Business is booming for West Central Illinois lodging establishments as the area sees an influx of construction workers on several major projects.
Hotels and camp sites have been full as workers for the Dakota Access oil pipeline, the Ameren Rivers electric transmission line, the Meredosia bridge project and others stay in the area.
“The downside to it, is our hotels have been so full, some of them are actually turning away some of the business, where they might have a room here or there, but with all the other projects going on in the area, and with our weekend events, with baseball going on as well and wedding and reunions, we’ve been full on the weekends, too, says Jacksonville Convention and Visitors Bureau executive director Brittany Henry.

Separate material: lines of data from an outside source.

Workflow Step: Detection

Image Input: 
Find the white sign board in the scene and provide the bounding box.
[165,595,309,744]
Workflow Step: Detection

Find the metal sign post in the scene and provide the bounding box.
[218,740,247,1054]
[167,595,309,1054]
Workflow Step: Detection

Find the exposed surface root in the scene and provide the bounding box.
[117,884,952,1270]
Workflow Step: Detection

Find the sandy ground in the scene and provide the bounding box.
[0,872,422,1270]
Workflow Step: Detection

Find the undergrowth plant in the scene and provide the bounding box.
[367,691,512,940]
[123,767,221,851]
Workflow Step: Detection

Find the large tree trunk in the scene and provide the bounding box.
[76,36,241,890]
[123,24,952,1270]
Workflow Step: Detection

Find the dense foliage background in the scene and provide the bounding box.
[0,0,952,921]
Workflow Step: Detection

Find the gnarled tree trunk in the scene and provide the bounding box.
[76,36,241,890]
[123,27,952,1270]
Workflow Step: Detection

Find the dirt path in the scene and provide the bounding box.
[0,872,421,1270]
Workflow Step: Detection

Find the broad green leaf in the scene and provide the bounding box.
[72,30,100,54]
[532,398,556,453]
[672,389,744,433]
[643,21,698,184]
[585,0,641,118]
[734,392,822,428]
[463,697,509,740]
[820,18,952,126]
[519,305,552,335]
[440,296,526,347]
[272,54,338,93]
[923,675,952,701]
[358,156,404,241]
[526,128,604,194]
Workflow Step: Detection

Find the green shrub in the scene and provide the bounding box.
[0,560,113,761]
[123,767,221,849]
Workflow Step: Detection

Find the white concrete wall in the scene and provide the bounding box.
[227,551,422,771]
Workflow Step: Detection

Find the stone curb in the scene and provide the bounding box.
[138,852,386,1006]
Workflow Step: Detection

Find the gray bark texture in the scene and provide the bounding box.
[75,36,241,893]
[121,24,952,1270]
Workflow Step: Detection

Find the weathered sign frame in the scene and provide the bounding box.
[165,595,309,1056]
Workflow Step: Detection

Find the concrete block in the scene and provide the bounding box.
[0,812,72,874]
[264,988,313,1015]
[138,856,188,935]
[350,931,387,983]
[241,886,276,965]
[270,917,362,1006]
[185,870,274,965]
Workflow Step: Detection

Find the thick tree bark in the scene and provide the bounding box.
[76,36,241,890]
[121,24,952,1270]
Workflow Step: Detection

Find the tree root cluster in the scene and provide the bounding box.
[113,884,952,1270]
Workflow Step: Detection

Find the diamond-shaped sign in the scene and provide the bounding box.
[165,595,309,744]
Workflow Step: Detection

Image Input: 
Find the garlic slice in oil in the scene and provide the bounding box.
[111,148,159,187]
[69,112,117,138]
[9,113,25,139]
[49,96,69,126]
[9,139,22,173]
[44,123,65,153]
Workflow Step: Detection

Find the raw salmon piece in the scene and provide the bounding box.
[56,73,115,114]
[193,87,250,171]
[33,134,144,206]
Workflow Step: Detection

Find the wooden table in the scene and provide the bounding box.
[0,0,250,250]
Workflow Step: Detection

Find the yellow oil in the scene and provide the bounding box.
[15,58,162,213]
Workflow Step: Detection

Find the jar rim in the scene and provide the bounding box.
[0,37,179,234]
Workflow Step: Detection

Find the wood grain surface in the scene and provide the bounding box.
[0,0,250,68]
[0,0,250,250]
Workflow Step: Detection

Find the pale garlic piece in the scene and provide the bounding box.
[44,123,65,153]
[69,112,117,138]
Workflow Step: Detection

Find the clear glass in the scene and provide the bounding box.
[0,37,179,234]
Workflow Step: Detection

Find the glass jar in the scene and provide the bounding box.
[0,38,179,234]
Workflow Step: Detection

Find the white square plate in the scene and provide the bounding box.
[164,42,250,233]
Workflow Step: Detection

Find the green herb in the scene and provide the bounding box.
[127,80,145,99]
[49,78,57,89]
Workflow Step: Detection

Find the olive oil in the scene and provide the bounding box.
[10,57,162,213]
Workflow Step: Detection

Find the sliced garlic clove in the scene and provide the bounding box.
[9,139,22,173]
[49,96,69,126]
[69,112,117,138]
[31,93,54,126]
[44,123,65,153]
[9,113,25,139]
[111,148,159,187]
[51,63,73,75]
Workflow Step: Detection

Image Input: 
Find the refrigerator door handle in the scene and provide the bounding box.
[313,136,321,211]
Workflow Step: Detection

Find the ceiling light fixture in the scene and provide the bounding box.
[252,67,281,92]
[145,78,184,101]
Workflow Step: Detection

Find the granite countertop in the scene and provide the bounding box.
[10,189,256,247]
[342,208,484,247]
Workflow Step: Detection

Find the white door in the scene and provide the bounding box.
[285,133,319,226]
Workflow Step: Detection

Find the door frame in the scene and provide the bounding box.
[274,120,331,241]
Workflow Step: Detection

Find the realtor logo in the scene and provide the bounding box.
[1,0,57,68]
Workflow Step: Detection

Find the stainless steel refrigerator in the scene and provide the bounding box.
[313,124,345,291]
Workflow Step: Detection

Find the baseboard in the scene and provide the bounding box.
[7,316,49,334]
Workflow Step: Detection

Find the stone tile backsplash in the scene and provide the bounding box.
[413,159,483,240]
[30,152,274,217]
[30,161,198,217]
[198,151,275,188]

Andy Egolf, manager of the Crazy Horse Campground, says only 10 to 15 traveling workers are staying at the site north of Jacksonville, but the number of inquiries has been much larger.
“We probably got 250 calls from people looking for spots, and we’ve had to turn them away, unfortunately, because we just don’t have the space to handle all of that. We only have 103 RV spots out here, and so we’ve only got about 15 or 20 that are available for traveling workers,” says Egolf. “We actually have had similar situations, but never this magnitude.”

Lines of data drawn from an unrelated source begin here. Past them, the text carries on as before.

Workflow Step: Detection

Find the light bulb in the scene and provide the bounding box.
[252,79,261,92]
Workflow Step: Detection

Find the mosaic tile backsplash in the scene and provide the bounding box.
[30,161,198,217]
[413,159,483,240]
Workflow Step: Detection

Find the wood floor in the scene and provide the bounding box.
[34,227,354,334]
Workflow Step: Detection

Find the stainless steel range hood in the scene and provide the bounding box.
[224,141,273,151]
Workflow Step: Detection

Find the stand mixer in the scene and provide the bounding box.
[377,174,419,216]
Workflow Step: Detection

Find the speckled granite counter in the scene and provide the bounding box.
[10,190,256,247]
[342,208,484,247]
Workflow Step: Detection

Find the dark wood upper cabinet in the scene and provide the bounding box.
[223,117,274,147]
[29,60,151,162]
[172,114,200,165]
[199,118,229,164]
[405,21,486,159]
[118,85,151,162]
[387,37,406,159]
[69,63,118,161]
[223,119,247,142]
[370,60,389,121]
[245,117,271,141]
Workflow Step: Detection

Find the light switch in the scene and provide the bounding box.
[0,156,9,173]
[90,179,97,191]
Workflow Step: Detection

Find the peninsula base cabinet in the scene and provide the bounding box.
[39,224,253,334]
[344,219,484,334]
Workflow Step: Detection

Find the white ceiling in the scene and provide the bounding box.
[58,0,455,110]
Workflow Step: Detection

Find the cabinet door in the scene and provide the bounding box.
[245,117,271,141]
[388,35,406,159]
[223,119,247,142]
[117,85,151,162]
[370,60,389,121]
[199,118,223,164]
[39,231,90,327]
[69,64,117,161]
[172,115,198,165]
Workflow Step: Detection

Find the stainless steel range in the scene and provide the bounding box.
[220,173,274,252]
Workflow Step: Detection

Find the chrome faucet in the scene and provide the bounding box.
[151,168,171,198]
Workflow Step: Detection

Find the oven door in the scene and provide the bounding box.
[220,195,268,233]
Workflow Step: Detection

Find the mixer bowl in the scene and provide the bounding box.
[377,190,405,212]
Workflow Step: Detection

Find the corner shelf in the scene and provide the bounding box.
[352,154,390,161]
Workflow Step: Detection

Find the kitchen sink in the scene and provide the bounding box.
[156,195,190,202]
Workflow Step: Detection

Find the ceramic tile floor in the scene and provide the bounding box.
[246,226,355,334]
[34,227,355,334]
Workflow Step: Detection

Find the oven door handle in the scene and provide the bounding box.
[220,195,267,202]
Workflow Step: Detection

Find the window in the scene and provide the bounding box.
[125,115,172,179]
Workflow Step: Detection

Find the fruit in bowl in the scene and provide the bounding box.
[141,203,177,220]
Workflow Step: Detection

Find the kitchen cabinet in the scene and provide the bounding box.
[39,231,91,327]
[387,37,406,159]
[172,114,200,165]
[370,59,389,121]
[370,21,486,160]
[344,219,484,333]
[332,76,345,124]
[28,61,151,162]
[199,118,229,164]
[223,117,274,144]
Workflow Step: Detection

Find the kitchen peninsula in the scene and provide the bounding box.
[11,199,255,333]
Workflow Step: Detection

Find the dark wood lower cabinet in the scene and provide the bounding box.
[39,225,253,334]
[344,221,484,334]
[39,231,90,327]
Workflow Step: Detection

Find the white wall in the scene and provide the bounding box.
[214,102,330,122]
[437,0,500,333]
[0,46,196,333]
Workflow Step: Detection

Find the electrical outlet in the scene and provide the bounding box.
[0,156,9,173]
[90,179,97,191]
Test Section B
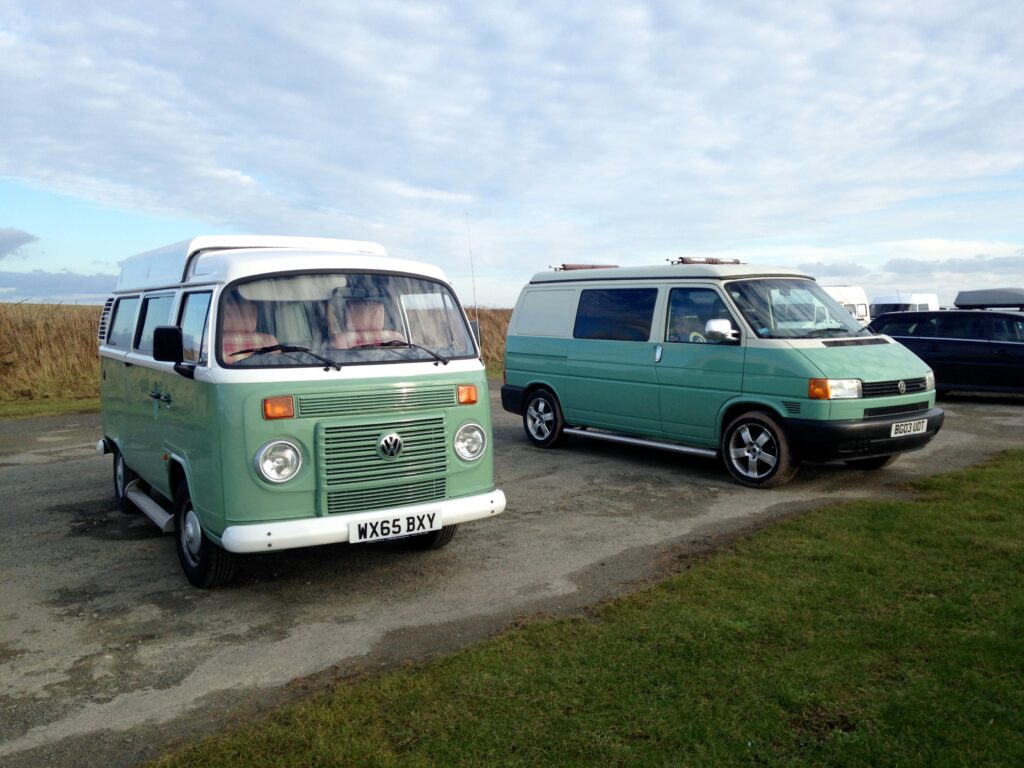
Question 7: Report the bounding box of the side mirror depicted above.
[153,326,196,379]
[705,317,739,344]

Even the Jacksonville Area Landlords Association has been busy with some of the long-term stays, according to Henry.
She notes there are tons of benefits to having this increased number of workers.
“It offers more employment, with our lodging facilities being more full, that offers more employment opportunities in the area. Whether that’s indirect or direct, that’s more business coming into the Jacksonville area,” says Henry.
+“There’s more increased spending for our local community that’s going on, and a lot of social advantages too, where they’re actually able to take some time and spend some time in our area and meet some of the locals, and find some of the hot spots in Jacksonville,” she adds.
Henry says the visitors bureau encourages local residents to be welcoming to the out-of-town workers, and to let them know where to shop and dine, and what events are happening in town.